Subject: RE: Tech: Laptop and Car Battery?
GtD -
It would be assumed that the inverters available in your area would produce the appropriate "mains voltage" for the area where they're sold. They may, of course, be less easily available in your market than in mine, although Dave indicated no problem finding them.
The "laptop power converters" described by Dave are not commonly available - that I've seen - in the US market. Other kinds of DC/DC converters are fairly common, but they're seldom advertised as being suitable for laptops.
The laptop makers here seem pretty fussy about having people use only their power supply with their computer, and in fairness to this attitude it should be admitted that the usual units that they supply do include quite a lot of heavy duty filtering.
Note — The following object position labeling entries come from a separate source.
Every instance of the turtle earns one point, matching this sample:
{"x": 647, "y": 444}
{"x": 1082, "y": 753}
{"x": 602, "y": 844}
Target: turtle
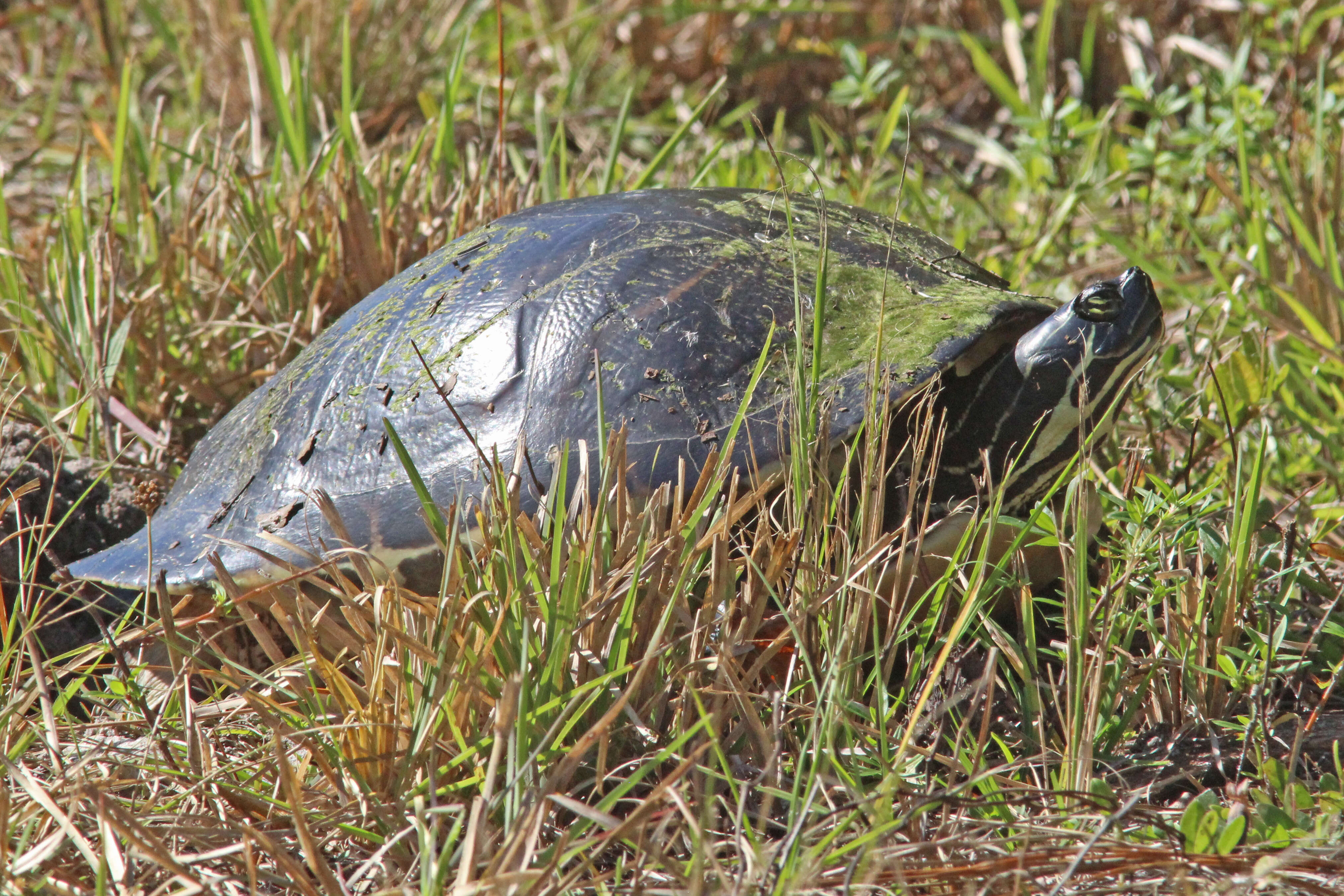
{"x": 658, "y": 303}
They also tend to cost $100 to $200 (US) each.
An auto battery should be a very stable and noise-free source, but the charging systems on most automobiles are, by "electronic" standards, extremely noisy. The alternators commonly used actually produce AC currents internally that frequently run into the hundred (or hundreds) volt range. The "spikes" are sent pretty much direct to the battery, where they're supposed to be swamped by the large capacity of the battery, but aren't always. The automakers tend also to use the minimum amount of copper to get by, so any other things that click on and off can cause a lot of trash on the line.
Using the laptop maker's own AC to DC converter gives some assurance that the laptop gets "clean" power - and even using the AC to DC unit off a rather "dirty mains line," a.k.a inverter output, isn't likely to do any harm to the computer. (And you can blame the laptop maker if his device isn't clean enough.)
I don't have any argument with anyone who knowledgably uses another kind of device, but that puts the burden on the user to assess whether the regulation and stability of the device is suited to the laptop application. The inverter/converter route lets even dummies be safe, and doesn't really cause much in watt-hour losses in practice.
And, as Dave said, it gives you a way to run your printer too, if you've got a large enough inverter.